Une courbe de progression continue et la conviction que Renaux finirait par atteindre le sommet du Championnat du Monde FIM de Motocross ont vu Yamaha et le SM Action M.C. Migliori intégrer le pilote pour sa première saison complète en MX2, en 2019, où il a finalement atteint un gros niveau dans sa carrière avec un podium au MXGP d'Italie à Imola. "Début 2019, j'ai commencé plutôt mal avec de la malchance et des problèmes mécaniques", a-t-il expliqué. "Donc, c'était difficile de commencer l'année comme ça, mais ça allait de mieux en mieux et j'ai réussi à terminer troisième à Imola. Nous avons vu qu'à la fin de la saison j'étais cohérent et mon rythme dans la dernière partie du championnat était vraiment bon. Yamaha m'a donné un meilleur soutien pour les dernières épreuves, puis avec une meilleure moto, j'ai commencé à avoir de meilleurs départs et j'ai eu beaucoup de confiance. Ce fut une bonne année."

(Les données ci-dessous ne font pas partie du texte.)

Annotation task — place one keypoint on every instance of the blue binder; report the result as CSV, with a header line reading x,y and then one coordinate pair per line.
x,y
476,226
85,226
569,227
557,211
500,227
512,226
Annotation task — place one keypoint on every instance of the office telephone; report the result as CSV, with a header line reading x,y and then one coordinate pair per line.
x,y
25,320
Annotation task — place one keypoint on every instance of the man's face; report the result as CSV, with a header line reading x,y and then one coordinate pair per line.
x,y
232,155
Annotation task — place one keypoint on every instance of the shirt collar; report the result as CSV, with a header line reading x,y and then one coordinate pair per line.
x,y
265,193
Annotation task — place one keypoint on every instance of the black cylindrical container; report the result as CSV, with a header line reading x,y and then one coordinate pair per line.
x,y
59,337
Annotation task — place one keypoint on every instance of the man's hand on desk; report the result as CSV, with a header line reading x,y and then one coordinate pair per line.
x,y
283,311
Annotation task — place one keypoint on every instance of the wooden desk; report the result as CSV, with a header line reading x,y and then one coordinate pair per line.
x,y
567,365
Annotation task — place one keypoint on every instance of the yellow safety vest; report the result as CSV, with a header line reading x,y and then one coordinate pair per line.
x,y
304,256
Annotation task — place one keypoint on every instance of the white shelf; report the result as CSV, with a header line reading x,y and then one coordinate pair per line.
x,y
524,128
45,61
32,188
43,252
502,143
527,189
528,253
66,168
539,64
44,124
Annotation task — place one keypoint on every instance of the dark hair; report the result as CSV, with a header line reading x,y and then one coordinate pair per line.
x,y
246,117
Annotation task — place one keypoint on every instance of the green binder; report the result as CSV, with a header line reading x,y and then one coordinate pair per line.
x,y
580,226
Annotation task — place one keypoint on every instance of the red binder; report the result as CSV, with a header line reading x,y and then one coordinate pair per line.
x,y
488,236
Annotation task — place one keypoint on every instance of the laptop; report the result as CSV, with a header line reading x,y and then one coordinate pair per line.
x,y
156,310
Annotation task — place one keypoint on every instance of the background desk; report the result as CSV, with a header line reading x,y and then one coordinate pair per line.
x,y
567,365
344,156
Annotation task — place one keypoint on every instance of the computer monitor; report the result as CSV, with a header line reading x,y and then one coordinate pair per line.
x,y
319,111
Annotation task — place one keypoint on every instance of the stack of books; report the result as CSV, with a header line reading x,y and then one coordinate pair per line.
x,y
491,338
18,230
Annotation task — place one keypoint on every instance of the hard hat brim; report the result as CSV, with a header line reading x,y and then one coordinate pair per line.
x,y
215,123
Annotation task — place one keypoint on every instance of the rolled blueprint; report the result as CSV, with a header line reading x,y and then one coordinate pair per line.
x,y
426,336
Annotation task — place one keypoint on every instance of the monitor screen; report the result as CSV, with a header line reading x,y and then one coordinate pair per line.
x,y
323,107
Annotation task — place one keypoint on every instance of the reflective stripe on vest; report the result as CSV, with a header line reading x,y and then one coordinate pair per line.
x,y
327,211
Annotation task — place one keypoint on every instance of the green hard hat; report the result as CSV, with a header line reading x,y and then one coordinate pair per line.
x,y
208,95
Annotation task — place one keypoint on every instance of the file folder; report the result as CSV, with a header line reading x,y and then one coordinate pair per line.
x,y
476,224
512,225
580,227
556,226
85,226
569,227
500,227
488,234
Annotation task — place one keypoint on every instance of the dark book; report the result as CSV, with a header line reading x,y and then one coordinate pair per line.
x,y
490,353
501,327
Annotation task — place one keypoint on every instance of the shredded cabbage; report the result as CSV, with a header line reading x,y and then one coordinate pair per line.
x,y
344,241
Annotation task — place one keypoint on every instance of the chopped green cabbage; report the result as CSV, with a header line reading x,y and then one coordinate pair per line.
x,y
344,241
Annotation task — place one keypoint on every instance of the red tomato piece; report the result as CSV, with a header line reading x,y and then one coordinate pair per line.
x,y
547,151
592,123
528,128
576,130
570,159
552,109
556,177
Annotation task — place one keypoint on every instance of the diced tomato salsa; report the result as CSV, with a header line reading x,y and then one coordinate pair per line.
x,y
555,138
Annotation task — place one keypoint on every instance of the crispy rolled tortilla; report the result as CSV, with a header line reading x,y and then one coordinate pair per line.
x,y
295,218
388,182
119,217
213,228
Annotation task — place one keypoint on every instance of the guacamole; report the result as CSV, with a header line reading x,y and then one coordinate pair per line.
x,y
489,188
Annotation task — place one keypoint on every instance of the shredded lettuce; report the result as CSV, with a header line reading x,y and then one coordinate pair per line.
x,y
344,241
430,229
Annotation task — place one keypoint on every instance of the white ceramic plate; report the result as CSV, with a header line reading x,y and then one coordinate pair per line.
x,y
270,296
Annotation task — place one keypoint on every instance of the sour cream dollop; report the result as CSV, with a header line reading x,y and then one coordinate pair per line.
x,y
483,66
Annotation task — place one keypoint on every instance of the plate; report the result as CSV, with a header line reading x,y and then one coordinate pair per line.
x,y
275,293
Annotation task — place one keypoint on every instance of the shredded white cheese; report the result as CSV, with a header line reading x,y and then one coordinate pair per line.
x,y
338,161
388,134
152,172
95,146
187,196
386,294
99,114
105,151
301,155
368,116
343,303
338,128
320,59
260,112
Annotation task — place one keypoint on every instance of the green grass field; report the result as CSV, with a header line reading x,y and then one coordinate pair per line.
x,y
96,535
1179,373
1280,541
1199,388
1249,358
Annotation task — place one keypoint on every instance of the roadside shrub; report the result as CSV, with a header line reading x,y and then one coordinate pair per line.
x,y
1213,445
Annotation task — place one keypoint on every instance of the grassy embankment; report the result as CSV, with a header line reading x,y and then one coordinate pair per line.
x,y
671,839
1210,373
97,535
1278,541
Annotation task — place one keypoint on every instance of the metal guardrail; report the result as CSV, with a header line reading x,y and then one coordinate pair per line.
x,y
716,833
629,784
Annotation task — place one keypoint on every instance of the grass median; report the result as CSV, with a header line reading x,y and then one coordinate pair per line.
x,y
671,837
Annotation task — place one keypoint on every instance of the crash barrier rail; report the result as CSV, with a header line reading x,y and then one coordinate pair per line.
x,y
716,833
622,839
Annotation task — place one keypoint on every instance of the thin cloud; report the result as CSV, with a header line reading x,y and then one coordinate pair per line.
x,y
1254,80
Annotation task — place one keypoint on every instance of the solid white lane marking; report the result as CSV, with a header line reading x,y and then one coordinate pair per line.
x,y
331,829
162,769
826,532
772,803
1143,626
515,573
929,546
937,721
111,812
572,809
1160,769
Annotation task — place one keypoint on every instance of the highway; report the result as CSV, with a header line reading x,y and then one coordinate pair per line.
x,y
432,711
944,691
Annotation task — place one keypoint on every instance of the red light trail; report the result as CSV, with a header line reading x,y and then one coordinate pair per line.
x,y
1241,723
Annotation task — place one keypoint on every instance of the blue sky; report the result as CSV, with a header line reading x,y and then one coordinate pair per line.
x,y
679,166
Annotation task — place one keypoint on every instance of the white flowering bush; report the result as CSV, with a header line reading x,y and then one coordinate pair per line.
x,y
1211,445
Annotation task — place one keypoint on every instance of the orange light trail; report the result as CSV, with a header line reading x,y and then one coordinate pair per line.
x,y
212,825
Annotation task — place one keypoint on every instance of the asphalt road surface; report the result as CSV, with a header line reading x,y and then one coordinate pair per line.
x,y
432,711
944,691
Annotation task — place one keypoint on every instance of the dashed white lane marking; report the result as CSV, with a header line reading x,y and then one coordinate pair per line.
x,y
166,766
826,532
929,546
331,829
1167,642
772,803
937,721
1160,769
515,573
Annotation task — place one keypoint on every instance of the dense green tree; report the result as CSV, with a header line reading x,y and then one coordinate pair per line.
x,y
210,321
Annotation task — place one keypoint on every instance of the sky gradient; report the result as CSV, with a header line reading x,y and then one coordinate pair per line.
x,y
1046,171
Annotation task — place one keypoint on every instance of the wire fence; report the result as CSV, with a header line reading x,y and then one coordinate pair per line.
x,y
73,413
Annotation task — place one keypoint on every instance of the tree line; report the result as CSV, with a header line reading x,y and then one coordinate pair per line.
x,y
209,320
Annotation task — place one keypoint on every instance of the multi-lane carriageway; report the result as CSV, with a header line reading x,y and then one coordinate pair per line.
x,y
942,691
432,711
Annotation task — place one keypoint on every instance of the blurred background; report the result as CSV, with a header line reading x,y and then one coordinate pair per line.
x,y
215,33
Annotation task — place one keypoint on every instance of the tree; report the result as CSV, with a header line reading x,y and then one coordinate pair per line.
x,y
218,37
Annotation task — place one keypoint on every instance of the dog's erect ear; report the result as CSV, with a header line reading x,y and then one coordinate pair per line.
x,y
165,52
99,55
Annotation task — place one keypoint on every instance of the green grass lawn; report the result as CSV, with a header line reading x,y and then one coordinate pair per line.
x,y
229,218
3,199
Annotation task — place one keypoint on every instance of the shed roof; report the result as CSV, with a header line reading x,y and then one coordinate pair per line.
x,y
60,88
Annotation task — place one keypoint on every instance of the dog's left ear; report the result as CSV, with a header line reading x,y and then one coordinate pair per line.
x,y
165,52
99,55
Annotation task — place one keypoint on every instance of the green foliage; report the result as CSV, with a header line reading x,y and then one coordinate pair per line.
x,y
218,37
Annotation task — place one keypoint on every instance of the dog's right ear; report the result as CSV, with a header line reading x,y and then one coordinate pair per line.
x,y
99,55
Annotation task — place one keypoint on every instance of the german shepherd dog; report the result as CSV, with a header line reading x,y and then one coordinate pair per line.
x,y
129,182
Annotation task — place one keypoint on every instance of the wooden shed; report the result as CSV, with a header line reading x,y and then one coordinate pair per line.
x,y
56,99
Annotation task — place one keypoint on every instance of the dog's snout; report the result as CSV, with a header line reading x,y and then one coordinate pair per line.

Fin 2019, Renaux suivait régulièrement le rythme des cinq premiers et a été mis au défi pour une place sur le podium lors de la plupart des manches de la seconde moitié de la saison. Il a finalement terminé sa première saison en MX2 et s'est classé septième au classement général.

En tant que jeune pilote célèbre qui a été sur le radar de nombreuses équipes et constructeurs depuis ses débuts, il est facile d'oublier que Maxime Renaux n'a que 19 ans. Cette année, il participe au Championnat du monde MX2 en tant qu'outsider, et malgré la pression qu'il a ressentie lors de la première manche à Matterley Basin, en Grande-Bretagne, où il a terminé huitième au classement général, le talentueux pilote Yamaha a rebondi cinq jours plus tard, lors de la deuxième manche, avec un podium au MXGP des Pays-Bas à Valkenswaard.

"La première course de l'année ne s'est pas déroulée comme je le souhaitais", a-t-il déclaré déçu, "cela s'est plutôt mal passé, mais nous savons que c'est un long championnat avec 20 ou 21 manches, j'ai donc décidé de prendre ce résultat comme une leçon pour revenir plus fort à Valkenswaard, et c'est ce que j'ai fait."

 Sa performance lors de la deuxième manche du Championnat du Monde MX2 a vu le jeune monter sur la deuxième marche du podium pour la première fois de sa carrière. "La deuxième place à Valkenswaard était une sensation étrange", a-t-il admis, "j'ai chuté au cinquième tour, je pense, ce fut un accident assez dur et je me suis cogné la tête. Quand je suis revenu sur la moto, je ne pensais qu'à une chose, me concentrer sur le podium!"

Ce que les mécaniciens communiquent avec les coureurs est toujours intéressant, surtout lorsqu'ils sont en ligne pour la victoire. "Avant la course, j'ai eu une petite discussion avec mes mécaniciens", a-t-il dit, "je lui ai dit avant la course que tout ce que je voulais sur le panneau, c'était le temps au tour seulement. Donc, pendant toute la course après mes chutes, je ne savais pas dans quelle position j'étais, alors j'ai dû me battre dur à chaque tour."

 Lorsque le # 959 a lancé son YZ250F au-dessus de la ligne d'arrivée à Valkenswaard, il s'est dirigé vers le podium "Je'ai regardé mes mécaniciens et ils avaient l'air heureux, donc c'était vraiment bien et j'étais vraiment heureux aussi de rebondir comme ça après Matterley et sur une piste comme Valkenswaard qui est un lieu historique."